Malaysian palm oil futures closed lower on Friday, as traders took profits from a 13-month high hit earlier in the week, while market players are also keeping a close watch on Malaysian palm exports data due on Monday. Palm oil futures went as high as 3,628 ringgit on Tuesday, a level not seen since March 8 last year, as industry regulator Malaysian Palm Oil Board data pointed to lower-than-expected stocks and improving exports, painting a bullish picture for the edible oil.
But palm oil recorded its first weekly loss at 2.6 percent after five straight weeks of gains, as some traders feared the market had been overbought. "All this bullish news is not something that people just realised recently, it has been known for a while. Some of it has already been priced in," said Ivy Ng, an analyst with Malaysia's CIMB Investment Bank.
Benchmark June palm oil futures on the Bursa Malaysia Derivatives Exchange traded 1.4 percent lower to close at 3,510 ringgit ($1,150) per tonne. Traded volumes stood at 35,013 lots of 25 tonnes each, much higher than the usual 25,000 lots. On the technicals front, Reuters market analyst Wang Tao posted a bearish view, saying palm oil would drop to 3,481 ringgit per tonne, based on a wave cycle analysis.
Malaysia's palm oil stocks for March fell to a seven-month low at 1.96 million tonnes, exceeding estimates in a Reuters poll that called for a 3.5 percent drop in palm stocks to 1.99 million tonnes, prompting some traders who worried about the shortfall to buy more crude palm oil.

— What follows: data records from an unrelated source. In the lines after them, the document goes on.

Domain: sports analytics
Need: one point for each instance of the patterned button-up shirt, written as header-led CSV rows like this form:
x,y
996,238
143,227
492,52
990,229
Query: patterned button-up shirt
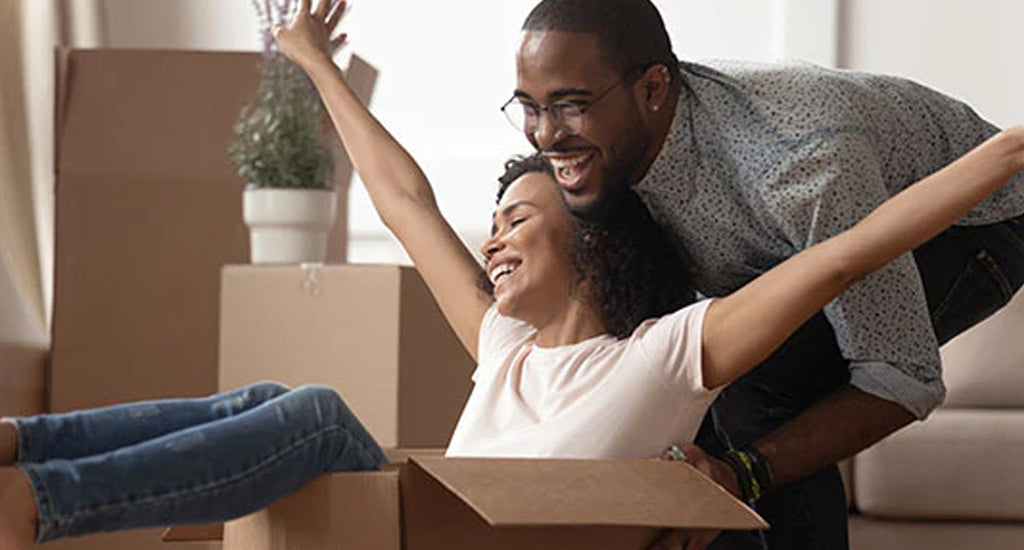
x,y
763,161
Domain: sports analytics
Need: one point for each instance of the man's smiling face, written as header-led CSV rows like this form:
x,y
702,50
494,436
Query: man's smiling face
x,y
599,161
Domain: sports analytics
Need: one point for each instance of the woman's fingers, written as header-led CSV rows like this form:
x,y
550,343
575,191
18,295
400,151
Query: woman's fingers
x,y
322,8
336,12
338,42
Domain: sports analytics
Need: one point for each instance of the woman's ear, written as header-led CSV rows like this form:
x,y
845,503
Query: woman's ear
x,y
655,84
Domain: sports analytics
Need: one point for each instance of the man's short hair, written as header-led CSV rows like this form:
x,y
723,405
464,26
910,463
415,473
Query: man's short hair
x,y
631,33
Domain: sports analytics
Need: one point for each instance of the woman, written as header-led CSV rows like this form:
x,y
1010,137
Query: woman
x,y
551,381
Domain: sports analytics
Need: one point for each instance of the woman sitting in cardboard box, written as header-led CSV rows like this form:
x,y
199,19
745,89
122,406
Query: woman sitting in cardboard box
x,y
586,342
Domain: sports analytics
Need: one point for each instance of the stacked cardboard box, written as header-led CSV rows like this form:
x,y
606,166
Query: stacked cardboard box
x,y
374,333
427,502
147,210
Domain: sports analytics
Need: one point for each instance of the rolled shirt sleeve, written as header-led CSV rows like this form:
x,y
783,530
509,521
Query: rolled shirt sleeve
x,y
882,324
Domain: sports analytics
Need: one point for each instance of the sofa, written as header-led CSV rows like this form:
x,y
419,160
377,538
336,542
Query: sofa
x,y
956,479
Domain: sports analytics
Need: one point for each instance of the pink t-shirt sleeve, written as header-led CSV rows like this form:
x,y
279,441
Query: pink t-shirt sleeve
x,y
499,336
674,346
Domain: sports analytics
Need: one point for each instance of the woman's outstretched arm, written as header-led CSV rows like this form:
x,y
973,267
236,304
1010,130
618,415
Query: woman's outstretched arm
x,y
742,329
397,186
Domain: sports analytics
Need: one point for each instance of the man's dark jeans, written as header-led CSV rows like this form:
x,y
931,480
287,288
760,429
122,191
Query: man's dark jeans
x,y
969,272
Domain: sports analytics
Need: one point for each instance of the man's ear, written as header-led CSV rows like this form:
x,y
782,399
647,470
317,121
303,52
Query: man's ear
x,y
655,84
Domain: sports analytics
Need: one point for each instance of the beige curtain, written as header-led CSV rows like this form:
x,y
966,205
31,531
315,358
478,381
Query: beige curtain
x,y
30,30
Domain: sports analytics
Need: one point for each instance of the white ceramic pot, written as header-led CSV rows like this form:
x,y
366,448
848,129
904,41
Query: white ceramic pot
x,y
289,225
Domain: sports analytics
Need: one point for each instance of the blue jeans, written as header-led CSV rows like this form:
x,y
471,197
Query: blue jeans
x,y
968,273
185,461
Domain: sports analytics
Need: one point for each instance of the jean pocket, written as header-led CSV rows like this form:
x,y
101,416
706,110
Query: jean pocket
x,y
979,291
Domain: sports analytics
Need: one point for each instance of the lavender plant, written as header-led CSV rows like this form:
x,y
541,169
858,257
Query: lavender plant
x,y
281,138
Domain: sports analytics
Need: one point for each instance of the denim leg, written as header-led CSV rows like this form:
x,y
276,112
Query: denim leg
x,y
970,272
810,513
93,431
212,472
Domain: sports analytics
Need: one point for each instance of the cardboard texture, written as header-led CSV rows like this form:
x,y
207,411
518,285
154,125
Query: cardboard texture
x,y
459,504
147,210
23,379
374,333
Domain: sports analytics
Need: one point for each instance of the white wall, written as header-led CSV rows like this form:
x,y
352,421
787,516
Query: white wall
x,y
971,49
446,67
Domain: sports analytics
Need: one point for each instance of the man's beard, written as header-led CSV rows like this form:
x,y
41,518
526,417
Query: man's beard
x,y
602,208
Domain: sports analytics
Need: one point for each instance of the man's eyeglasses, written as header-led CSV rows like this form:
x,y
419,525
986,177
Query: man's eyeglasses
x,y
566,116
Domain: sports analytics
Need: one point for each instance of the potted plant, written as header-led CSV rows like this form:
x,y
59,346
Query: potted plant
x,y
285,157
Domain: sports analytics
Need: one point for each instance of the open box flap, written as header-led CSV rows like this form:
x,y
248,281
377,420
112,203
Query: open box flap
x,y
542,492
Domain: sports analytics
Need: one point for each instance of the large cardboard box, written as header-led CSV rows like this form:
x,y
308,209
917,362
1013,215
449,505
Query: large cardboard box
x,y
374,333
147,210
433,503
23,376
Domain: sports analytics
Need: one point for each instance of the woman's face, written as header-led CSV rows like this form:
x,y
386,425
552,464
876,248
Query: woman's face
x,y
527,255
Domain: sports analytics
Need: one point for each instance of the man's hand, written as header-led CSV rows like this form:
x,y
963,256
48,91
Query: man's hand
x,y
308,38
719,471
722,474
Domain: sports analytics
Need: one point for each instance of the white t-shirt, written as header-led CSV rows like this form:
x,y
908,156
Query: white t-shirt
x,y
602,397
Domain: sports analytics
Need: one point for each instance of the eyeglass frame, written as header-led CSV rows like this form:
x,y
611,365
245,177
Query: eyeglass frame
x,y
560,124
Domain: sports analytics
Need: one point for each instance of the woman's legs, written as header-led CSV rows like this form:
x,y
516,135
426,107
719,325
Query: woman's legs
x,y
17,510
8,443
219,470
88,432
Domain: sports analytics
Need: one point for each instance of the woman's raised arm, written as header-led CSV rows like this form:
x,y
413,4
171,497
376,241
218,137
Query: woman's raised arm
x,y
397,186
742,329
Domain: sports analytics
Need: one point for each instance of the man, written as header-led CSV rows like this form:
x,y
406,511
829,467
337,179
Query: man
x,y
745,166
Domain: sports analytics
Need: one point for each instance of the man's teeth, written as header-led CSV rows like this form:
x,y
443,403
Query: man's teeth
x,y
500,271
566,164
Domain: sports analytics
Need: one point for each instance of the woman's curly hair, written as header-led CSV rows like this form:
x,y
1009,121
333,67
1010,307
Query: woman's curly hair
x,y
635,273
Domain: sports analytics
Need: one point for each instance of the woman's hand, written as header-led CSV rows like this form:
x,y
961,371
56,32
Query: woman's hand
x,y
307,40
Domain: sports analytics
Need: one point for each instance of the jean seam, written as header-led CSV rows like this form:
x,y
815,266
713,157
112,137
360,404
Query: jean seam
x,y
64,520
44,504
1015,240
940,310
996,273
24,450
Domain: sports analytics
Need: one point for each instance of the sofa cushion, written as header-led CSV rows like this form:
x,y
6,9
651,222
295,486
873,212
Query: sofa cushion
x,y
870,534
958,464
984,367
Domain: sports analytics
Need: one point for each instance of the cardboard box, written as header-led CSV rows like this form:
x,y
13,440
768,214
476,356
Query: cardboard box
x,y
498,504
23,379
374,333
147,210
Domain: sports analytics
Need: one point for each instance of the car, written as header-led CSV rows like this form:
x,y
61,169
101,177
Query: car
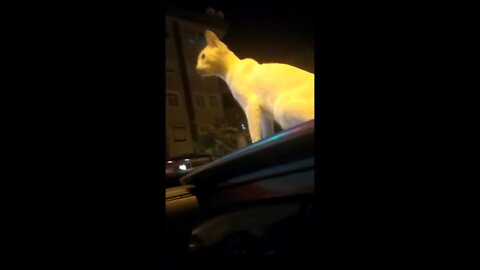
x,y
257,202
177,167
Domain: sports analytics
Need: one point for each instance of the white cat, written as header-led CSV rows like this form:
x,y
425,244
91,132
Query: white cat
x,y
266,92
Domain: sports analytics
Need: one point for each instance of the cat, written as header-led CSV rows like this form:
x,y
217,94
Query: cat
x,y
266,92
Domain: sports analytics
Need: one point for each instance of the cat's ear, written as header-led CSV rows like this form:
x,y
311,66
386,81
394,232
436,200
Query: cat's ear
x,y
212,39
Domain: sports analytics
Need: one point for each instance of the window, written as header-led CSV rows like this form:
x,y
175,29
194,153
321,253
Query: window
x,y
200,101
173,100
201,40
179,133
190,39
214,102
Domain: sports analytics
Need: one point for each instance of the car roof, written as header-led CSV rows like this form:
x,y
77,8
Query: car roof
x,y
287,146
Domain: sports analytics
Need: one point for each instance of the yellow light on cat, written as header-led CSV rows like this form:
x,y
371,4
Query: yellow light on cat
x,y
266,92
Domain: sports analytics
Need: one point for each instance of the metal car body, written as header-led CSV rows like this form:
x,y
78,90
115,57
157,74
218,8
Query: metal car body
x,y
256,202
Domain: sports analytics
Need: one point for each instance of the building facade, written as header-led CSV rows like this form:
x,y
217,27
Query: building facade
x,y
191,101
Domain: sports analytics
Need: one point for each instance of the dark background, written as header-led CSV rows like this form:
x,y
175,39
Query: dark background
x,y
268,32
84,136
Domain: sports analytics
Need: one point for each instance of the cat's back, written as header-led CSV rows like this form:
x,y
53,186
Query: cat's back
x,y
283,77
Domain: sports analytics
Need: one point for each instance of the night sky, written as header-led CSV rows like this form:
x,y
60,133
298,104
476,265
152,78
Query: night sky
x,y
268,32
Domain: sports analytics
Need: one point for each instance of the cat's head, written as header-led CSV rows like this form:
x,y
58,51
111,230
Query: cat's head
x,y
211,59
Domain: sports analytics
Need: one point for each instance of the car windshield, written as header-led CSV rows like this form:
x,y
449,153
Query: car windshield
x,y
205,121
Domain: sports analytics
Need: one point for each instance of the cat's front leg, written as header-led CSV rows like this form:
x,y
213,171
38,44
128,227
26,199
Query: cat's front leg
x,y
254,114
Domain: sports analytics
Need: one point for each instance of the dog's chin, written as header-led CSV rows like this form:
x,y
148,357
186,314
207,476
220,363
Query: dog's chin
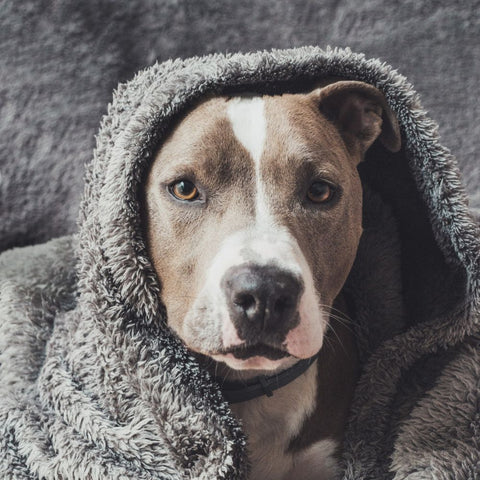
x,y
252,363
257,357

Export demand, meanwhile, recorded a monthly gain of close to 9 percent for the first 10 days of April. Cargo surveyors Intertek Testing Services and Societe Generale de Surveillance will release exports for the first 15 days of April on Monday. In other vegetable oil markets, the most active US soyoil contract for May lost 0.7 percent while the most active Dalian soyoil September contract inched up 0.7 percent.